"R-E-S-P-E-C-T!!!" | 2001-12-01

I always used to hear from professional dealers with the USSR that Russia's "leaders" desired acceptance by the West. I have a seasoned distrust of any theory establishment experts come up with.

But then Pat Buchanan and some of my old buddies from DC went to the USSR in the 1970s, and he and my buddies told me exactly the same thing. These are not experts the establishment trusts, and these were not State Department flacks.

The previous article pointed out that the real attitudes of non-white leaders on race are, deep down, exactly the same as that of white leaders. They are all in the same intellectual climate.

When I realized that the Soviets really did want our respect, I saw that their attitude toward themselves was, deep down, much the same as that of Western leaders. They realized that their regime was a bunch of silly nonsense cooked up and pushed by Leftist Intellectuals that could never work. Everybody kept a straight face and obeyed because they had a bunch of gangsters forcing them to.

I got the word "gangsters" from Solzhenitsyn, who lived under the rule of these Leftist Intellectuals in the Peace-Loving People's Republics. And all Communist countries build walls to keep their people in because they knew their system didn't work.

You can sell this bilge on an American campus where a bunch of kids are exposed to Mommy Professor who tells them that college professors should rule the world. But, as Solzhenitsyn pointed out, nobody who was actually there took this nonsense seriously.

Hence the walls.

This included the Soviet rulers. They ached to be seen as something other than what they knew very well that they were -- fifth rate bureaucrats who toed the line.
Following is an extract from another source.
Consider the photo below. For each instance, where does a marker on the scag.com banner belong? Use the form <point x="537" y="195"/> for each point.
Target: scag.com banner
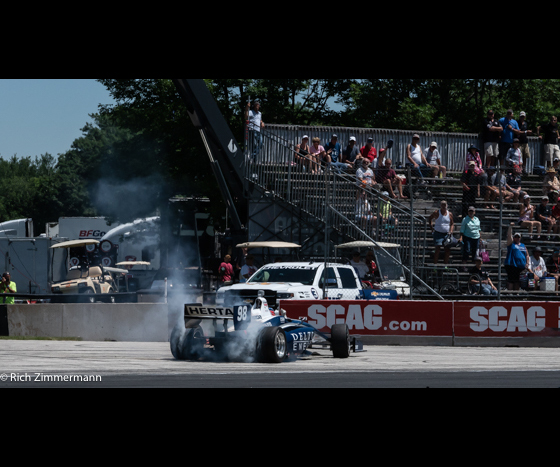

Today Putin is getting that ever-wish-for Western recognition because he deserves it. He is not a Venezuelan or a Middle Eastern potentate getting rich for the time being before his country loses the oil advantage and slides back into poverty.

We deal with the Venezuelans and oil-rich Arabs. But we despise them and they know it.

But Russians seem to know that Putin is earning them a place in the mainstream of first world society, and his popularity is out of sight.